Leading up to 2020, the work of the five artists featured in this exhibition was firmly rooted in the physical experience of painting as objects. Then the COVID-19 pandemic forcibly changed the way we experience art. While restrictions on gathering in person may be easing, the online exhibition biome developed by museums and galleries during the past year continues to grow and evolve as its own environment.
Like many artists, the participating painters recognized that posting images of their physical work was not an authentic replacement for in-person viewing. Online, the art was consumed and digitally transformed by viewers who magnified, deconstructed, rearranged, and decontextualized it. This experience, while at times unsettling, was also an education in the newly-forming language of the digital gallery. The artworks on display in this online exhibition were born out of the effort to translate creative practices from physical to digital. Each artist embraces the drastically distorted viewing experience of the screen and its inevitable color distortions and size restrictions.
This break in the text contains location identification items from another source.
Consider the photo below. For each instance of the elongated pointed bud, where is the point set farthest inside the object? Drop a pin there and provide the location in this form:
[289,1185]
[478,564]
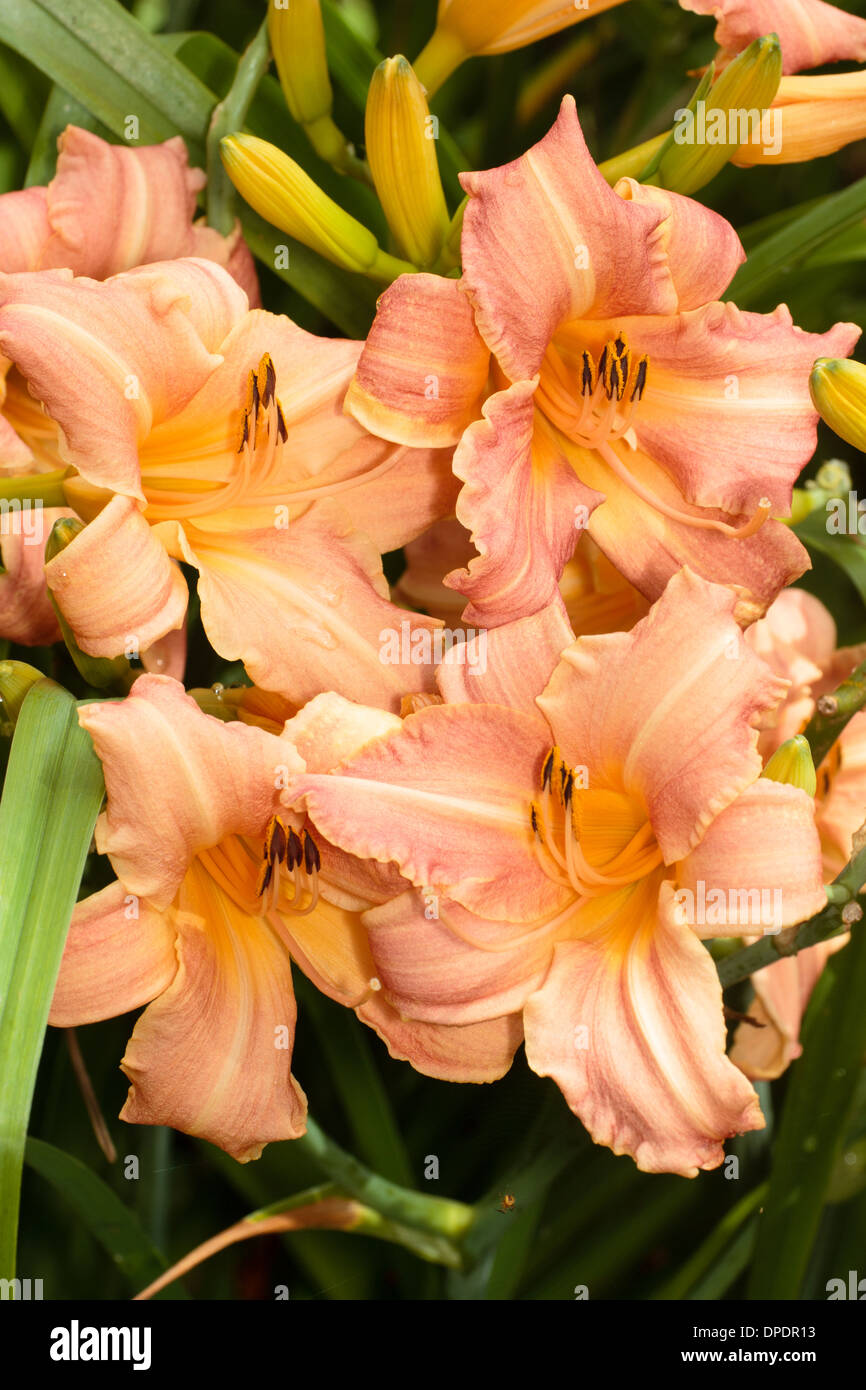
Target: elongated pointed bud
[100,672]
[298,43]
[793,765]
[838,392]
[15,680]
[717,121]
[401,138]
[277,188]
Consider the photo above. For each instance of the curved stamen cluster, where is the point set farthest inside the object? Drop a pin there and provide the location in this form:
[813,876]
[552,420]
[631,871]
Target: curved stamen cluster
[556,837]
[610,392]
[288,855]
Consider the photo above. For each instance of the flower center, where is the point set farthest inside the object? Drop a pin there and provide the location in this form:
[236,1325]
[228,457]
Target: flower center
[260,471]
[623,845]
[597,403]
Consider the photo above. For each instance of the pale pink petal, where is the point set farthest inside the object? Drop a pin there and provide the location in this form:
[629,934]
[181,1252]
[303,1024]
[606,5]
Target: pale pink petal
[476,1052]
[702,249]
[546,241]
[648,546]
[665,712]
[24,230]
[178,781]
[109,360]
[508,665]
[523,505]
[631,1030]
[120,954]
[303,608]
[167,656]
[727,410]
[116,206]
[433,970]
[116,585]
[331,729]
[232,253]
[423,373]
[446,797]
[25,609]
[759,865]
[209,1057]
[812,32]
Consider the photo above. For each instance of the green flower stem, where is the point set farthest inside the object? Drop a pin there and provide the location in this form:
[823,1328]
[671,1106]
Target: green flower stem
[230,116]
[36,487]
[435,1215]
[820,927]
[833,713]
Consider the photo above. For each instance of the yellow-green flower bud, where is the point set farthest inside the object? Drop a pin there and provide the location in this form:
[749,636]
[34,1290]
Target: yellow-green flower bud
[401,138]
[716,123]
[793,765]
[277,188]
[838,392]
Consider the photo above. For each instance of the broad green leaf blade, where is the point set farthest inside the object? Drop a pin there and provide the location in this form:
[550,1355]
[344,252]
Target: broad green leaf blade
[364,1100]
[813,1123]
[102,56]
[843,549]
[50,799]
[790,246]
[114,1225]
[60,110]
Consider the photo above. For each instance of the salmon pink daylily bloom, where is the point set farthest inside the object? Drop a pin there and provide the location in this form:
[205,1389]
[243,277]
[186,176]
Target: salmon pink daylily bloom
[217,891]
[811,32]
[798,640]
[107,209]
[558,831]
[624,396]
[210,434]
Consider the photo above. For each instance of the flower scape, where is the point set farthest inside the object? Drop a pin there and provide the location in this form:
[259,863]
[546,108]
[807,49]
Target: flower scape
[433,649]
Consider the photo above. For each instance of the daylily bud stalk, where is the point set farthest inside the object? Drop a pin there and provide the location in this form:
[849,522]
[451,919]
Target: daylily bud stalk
[838,392]
[402,153]
[298,43]
[277,188]
[712,129]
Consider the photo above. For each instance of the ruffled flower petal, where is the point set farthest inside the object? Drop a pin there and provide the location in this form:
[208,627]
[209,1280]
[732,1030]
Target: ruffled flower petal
[423,373]
[630,1026]
[546,241]
[120,954]
[214,779]
[684,744]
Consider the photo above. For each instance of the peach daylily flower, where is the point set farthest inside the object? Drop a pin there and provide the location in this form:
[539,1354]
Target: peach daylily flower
[107,209]
[624,396]
[217,893]
[798,640]
[811,32]
[553,831]
[818,116]
[597,597]
[207,432]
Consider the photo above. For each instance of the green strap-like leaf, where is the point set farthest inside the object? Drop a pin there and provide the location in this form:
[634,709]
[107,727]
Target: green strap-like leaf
[114,1225]
[813,1123]
[50,799]
[790,246]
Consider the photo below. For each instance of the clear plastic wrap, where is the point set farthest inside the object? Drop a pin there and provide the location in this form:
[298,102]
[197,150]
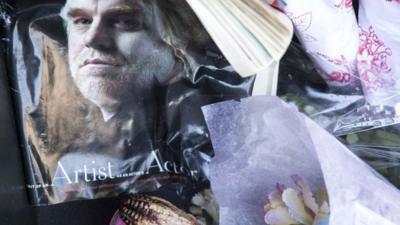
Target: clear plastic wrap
[340,112]
[269,141]
[109,101]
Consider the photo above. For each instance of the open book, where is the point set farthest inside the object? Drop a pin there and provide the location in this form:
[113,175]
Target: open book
[250,33]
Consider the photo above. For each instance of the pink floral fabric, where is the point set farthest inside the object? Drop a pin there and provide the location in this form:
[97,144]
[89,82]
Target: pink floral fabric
[328,31]
[379,51]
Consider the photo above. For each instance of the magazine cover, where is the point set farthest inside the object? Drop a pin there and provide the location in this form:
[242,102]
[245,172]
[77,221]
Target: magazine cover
[108,95]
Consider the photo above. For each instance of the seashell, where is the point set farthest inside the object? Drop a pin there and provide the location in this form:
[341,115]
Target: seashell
[150,210]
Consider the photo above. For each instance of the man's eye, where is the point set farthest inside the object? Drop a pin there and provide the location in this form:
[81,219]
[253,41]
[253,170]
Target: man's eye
[126,23]
[83,21]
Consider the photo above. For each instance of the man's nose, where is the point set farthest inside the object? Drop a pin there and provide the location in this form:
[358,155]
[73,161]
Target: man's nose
[98,37]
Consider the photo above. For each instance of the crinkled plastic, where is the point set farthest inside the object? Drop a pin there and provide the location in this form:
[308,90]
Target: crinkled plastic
[109,103]
[386,160]
[267,142]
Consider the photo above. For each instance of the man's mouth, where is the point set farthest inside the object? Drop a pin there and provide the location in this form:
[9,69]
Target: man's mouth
[100,62]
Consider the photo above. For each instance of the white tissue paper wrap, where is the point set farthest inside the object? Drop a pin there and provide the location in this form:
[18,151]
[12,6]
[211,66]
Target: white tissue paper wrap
[328,31]
[379,51]
[260,141]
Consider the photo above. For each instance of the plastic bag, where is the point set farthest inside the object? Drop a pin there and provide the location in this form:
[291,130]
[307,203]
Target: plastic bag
[109,103]
[270,140]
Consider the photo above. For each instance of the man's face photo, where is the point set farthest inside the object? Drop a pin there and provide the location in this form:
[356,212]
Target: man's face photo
[112,52]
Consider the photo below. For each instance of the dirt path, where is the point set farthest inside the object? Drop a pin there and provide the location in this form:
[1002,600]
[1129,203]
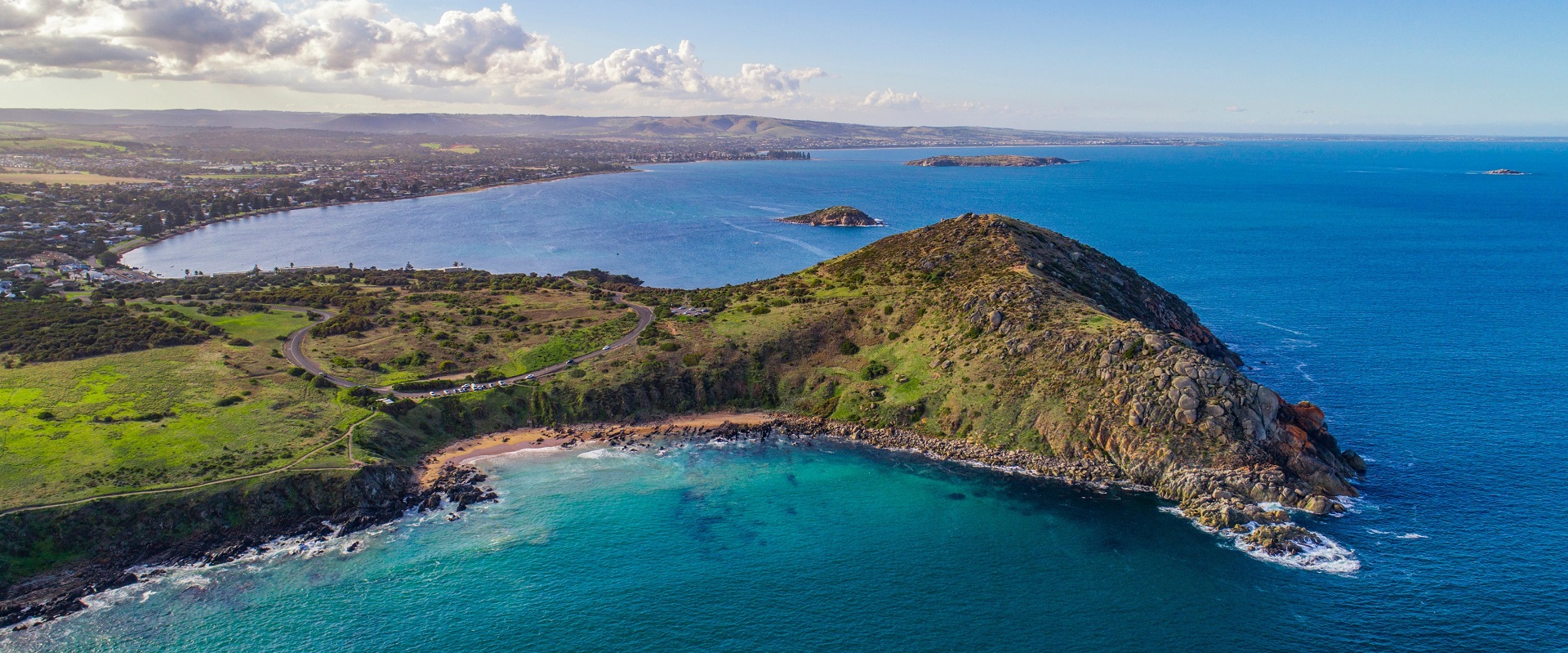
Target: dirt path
[294,351]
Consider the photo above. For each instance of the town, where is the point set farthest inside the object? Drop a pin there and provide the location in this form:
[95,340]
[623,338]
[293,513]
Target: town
[71,206]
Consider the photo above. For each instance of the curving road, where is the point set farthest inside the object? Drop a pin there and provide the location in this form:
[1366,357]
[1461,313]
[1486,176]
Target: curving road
[294,351]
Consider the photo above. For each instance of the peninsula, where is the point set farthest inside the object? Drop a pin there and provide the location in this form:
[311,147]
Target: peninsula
[991,160]
[979,338]
[835,216]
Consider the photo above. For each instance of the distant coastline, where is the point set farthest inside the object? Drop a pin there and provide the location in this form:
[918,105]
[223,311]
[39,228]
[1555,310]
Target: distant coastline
[132,245]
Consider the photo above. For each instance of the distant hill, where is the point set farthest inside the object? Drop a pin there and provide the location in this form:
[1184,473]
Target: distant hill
[996,160]
[746,129]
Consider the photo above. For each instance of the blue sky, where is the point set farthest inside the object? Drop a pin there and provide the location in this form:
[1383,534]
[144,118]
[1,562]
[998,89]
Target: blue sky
[1385,68]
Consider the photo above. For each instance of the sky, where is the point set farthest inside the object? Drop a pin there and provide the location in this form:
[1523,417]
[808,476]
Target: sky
[1121,66]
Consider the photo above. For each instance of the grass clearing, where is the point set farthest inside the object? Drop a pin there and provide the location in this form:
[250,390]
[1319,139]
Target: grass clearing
[41,145]
[146,419]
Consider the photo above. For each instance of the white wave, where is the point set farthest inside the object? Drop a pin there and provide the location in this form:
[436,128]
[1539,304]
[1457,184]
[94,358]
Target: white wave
[1325,556]
[518,454]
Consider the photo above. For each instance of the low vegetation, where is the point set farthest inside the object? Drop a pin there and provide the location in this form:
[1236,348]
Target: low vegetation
[60,330]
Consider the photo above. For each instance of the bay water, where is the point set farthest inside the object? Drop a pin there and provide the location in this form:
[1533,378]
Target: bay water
[1418,302]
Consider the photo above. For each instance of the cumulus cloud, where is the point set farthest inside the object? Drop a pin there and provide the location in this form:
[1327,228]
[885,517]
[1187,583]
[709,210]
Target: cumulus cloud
[893,99]
[358,46]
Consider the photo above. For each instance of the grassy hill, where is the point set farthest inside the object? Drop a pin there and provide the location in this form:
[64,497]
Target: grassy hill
[979,335]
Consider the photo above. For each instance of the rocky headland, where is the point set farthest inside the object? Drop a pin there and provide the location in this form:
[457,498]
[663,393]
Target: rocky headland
[835,216]
[991,160]
[979,338]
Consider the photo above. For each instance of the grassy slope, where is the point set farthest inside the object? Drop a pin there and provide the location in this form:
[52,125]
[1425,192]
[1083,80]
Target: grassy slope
[73,455]
[549,320]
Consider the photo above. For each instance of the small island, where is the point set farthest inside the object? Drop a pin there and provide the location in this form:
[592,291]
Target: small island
[835,216]
[993,160]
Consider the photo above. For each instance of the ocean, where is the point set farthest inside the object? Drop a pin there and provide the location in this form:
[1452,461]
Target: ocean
[1419,303]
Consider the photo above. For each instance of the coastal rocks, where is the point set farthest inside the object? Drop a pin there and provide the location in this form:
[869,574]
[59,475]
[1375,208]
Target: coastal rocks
[1281,540]
[833,216]
[455,484]
[114,535]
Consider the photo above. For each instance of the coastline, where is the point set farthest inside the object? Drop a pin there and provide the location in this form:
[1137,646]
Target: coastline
[132,245]
[451,481]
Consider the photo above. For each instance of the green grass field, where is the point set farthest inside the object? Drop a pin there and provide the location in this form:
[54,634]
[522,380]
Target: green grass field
[37,145]
[569,344]
[256,327]
[148,419]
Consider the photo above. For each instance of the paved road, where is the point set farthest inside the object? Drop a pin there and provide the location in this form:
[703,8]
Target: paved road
[294,351]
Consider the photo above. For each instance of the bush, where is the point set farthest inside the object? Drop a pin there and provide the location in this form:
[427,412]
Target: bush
[425,385]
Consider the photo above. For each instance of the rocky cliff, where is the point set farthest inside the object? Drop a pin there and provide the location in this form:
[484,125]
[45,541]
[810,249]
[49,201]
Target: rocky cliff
[833,216]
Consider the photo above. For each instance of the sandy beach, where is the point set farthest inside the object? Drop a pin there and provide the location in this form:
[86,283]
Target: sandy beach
[514,440]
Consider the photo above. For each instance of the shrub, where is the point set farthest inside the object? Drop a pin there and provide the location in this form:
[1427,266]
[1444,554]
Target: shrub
[425,385]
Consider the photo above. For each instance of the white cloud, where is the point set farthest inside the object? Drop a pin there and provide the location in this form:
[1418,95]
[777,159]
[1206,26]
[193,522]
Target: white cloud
[893,99]
[358,46]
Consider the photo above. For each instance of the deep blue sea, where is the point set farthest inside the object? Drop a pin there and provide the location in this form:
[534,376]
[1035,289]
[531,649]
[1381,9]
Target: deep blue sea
[1419,303]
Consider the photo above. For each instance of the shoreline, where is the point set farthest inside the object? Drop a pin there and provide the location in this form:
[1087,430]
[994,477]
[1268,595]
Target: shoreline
[140,244]
[449,481]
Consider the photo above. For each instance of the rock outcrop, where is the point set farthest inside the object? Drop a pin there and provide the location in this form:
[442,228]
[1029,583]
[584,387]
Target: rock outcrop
[833,216]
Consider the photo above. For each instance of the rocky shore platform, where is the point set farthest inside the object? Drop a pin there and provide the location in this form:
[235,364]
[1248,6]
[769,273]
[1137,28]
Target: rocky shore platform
[1247,506]
[376,496]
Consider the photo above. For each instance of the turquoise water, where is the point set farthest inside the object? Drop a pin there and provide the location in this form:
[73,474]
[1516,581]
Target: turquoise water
[1418,303]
Equivalents highlights the reality that the online gallery dwells in a space most often associated with commerce. The artworks were created digitally, specifically to exist on the West WING Online Project Space's "walls." Yet, viewers can engage with the show as they would any other online space, picking favorites and clicking to customize so an object—in this case an archival art print—is shipped to their homes. By giving the viewer the opportunity to own a copy of these works, it is revealed how fundamentally the act of viewing and owning art has been altered by the internet. The border between the intangible and physical is further blurred by the act of reconstituting and possessing a duplicate of the works while the “original” will exist indefinitely online.
Visually, each artwork in the show also similarly skirts the line between incorporeality and tactility. This ambiguity can be seen in the intermingling, overlapping reservoirs of vibrant colors of Stephen Maine, the dizzying, undulating patterns of John Cox, John Pomera’s fraying images interlaced with intrusive black bars, the soft, flowing petal-like structures in the works of Amy Vensel, and Alicia Philley’s explosive, highly kinetic ribbons of color. The implication of painterly material is imbued within each of the digital works while still fully embracing their digital nature.
ABOUT THE ARTISTS
John Cox (born 1980) is an abstract painter based in Croton-on-Hudson, NY. His work embraces technological glitches by employing machine-customized tools to translate experienced digital disorder into gestural marks that imprecisely mimic wave patterns.
Stephen Maine (born 1958) is a painter in West Cornwall, CT. Combining the materials of painting and procedures of printmaking, he conveys paint to canvas with an indirect, intentionally imprecise production method using printing plates, which provides a concrete way to think about color, surface, scale, seriality, figure/ground, original/copy, and the psychology of visual perception.
Alicia Philley, born 1972, is an abstract painter based in Austin, TX. In her works on wood panels, she layers shimmering lines over the brightly stained wood grain to explore the ways we perceive reflective light and motion in nature.
John Pomara, born in 1952 in Dallas, is an American abstract artist who explores the role human error plays in technology, and his paintings intend to capture that concept visually.
Amy Vensel is an American painter based in Las Cruces, NM. Her meticulous process involves the layering of acrylic polymer and pigment to create luminous paintings that echo the backlit screens of today's digital landscape.